2.  The broadness.  It will surprise some that a conservative evangelical like me could see a benefit in being a part of a broad church.  But there was an aspect of it which I liked.  I came into the ministry with many unformed opinions and it gave me the freedom to reach my own conclusions with the assurance that difference of opinion was accepted.  Of course I am still forming opinions and an hopefully open to being persuaded by biblical argument.

3.  The letters page of the Methodist Newletter.  This is a guilty pleasure.  But I find the letters page of the Methodist Newletter fascinating.  It is due to the diversity of opinion that is expressed.  There is real back and forth debate, even if sometimes there is more heat than light.

4.  The friendships.  I think one of the greatest strengths of Irish Methodism is the friendships.  There is a genuine sense of family.  Even though I am not a Conference person I looked forward to going and meeting so many friends.  I especially loved the years I did at Junior Ministers' Convention.

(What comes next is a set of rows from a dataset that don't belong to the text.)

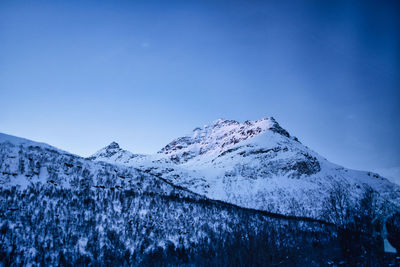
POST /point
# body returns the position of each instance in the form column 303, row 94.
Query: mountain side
column 258, row 164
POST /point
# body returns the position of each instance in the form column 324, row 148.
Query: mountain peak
column 113, row 145
column 219, row 136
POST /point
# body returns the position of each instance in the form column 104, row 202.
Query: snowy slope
column 255, row 164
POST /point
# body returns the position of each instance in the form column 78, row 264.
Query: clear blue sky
column 80, row 74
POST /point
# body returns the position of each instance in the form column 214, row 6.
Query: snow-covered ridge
column 113, row 153
column 255, row 164
column 220, row 136
column 19, row 141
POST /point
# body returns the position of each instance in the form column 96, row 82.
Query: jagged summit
column 218, row 137
column 113, row 145
column 113, row 153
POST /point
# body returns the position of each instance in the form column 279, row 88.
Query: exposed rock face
column 254, row 164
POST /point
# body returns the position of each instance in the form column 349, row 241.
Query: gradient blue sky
column 80, row 74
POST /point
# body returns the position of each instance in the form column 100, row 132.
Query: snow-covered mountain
column 117, row 208
column 59, row 209
column 255, row 164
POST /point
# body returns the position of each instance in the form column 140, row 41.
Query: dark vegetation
column 50, row 226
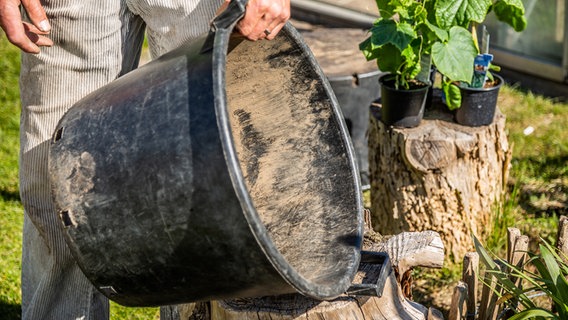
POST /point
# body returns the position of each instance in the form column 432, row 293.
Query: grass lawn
column 538, row 179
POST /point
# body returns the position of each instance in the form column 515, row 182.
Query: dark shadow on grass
column 10, row 311
column 552, row 188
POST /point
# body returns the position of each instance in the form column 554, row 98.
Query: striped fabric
column 95, row 42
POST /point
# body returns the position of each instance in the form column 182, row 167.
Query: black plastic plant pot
column 401, row 107
column 222, row 169
column 478, row 105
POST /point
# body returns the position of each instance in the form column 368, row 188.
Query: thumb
column 37, row 15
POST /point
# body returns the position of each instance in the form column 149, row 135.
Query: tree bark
column 439, row 176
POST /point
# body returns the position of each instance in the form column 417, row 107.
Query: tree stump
column 438, row 176
column 407, row 250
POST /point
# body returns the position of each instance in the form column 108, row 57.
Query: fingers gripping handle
column 230, row 16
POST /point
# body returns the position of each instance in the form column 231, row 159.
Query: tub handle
column 377, row 268
column 225, row 22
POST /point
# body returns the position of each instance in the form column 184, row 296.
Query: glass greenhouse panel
column 544, row 37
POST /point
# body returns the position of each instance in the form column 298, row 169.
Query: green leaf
column 512, row 12
column 502, row 278
column 385, row 8
column 367, row 49
column 532, row 314
column 453, row 95
column 461, row 12
column 559, row 285
column 388, row 31
column 454, row 58
column 389, row 58
column 440, row 33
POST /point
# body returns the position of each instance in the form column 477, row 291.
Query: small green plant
column 411, row 35
column 549, row 278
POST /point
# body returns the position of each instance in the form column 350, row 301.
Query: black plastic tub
column 222, row 169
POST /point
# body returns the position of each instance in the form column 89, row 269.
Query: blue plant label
column 480, row 67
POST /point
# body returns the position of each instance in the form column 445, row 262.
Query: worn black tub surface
column 222, row 169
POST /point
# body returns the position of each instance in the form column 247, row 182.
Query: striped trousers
column 95, row 41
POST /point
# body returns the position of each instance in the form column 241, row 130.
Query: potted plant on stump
column 401, row 41
column 469, row 87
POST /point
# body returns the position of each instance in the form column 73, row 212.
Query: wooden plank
column 562, row 238
column 469, row 276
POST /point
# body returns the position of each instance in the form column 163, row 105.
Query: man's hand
column 263, row 18
column 26, row 36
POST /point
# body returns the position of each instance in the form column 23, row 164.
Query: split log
column 406, row 250
column 562, row 237
column 439, row 176
column 458, row 308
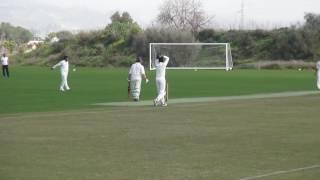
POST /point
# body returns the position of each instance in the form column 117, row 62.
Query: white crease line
column 214, row 99
column 280, row 172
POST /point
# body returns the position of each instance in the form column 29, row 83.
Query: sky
column 226, row 13
column 260, row 11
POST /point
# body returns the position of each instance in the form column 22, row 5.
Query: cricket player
column 5, row 65
column 318, row 74
column 161, row 65
column 64, row 70
column 136, row 73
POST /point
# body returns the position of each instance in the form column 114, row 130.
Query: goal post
column 193, row 55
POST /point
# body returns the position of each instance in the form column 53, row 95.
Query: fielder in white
column 136, row 73
column 318, row 74
column 64, row 70
column 161, row 65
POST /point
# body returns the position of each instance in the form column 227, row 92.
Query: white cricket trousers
column 318, row 79
column 64, row 82
column 135, row 88
column 161, row 90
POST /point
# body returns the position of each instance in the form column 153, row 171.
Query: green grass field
column 45, row 134
column 34, row 89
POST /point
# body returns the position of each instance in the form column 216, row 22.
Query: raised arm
column 57, row 65
column 166, row 60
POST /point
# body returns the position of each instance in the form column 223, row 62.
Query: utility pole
column 242, row 15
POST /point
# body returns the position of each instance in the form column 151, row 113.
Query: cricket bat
column 167, row 92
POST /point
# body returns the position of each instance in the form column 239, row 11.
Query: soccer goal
column 193, row 55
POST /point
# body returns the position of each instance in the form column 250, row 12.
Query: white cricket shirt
column 161, row 68
column 64, row 66
column 318, row 65
column 4, row 61
column 136, row 71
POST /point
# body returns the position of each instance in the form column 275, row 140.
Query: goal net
column 193, row 55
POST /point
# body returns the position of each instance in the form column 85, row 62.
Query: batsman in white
column 318, row 74
column 64, row 70
column 161, row 65
column 136, row 73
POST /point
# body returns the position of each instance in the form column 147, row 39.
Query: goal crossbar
column 228, row 56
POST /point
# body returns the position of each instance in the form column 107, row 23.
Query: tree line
column 123, row 39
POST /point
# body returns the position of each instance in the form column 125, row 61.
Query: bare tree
column 183, row 15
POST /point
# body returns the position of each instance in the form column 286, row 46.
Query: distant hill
column 43, row 18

Four benefits of the Baptists
1.  The narrowness.  Having just said I enjoyed Methodism's broadness I may sound like I am contradicting myself in saying that I love the Baptist's narrowness.  Now I am not talking about a narrow-mindedness or people who think that you have to have a settled opinion on every issue.  But I love the fact that we share a general agreement on the big issues.  For example, when I talk of 'the gospel' or 'the cross' with my Baptist friends I know that they share my understanding about what is central to the good news and have the same understanding of the atonement.

2.  Low-churchmanship.  Ironically, I dress a little bit less casually at LBC than I did at RMC.  But generally the style of Baptists (south of the border) is contemporary music and casual attire.  That suits my desire to think of the church as being family and the pastor as simply being one of the people.

3.  The friendships.  I came into the Baptist church with 'previous'.  Some of my friends were already here.  There are also the meetings, in Abbeyleix, of pastors and other workers based in south.  I have really enjoyed these.

4.  Open-ended tenure.  This was the reason I moved to the Baptists.  I wanted to have the possibility of a long term tenure.  There is great relief in not thinking about whether you are going to be moved in the next year, although the member's meeting could get rid of me if they wanted (but then would you want to stay in a church that wanted rid of you?)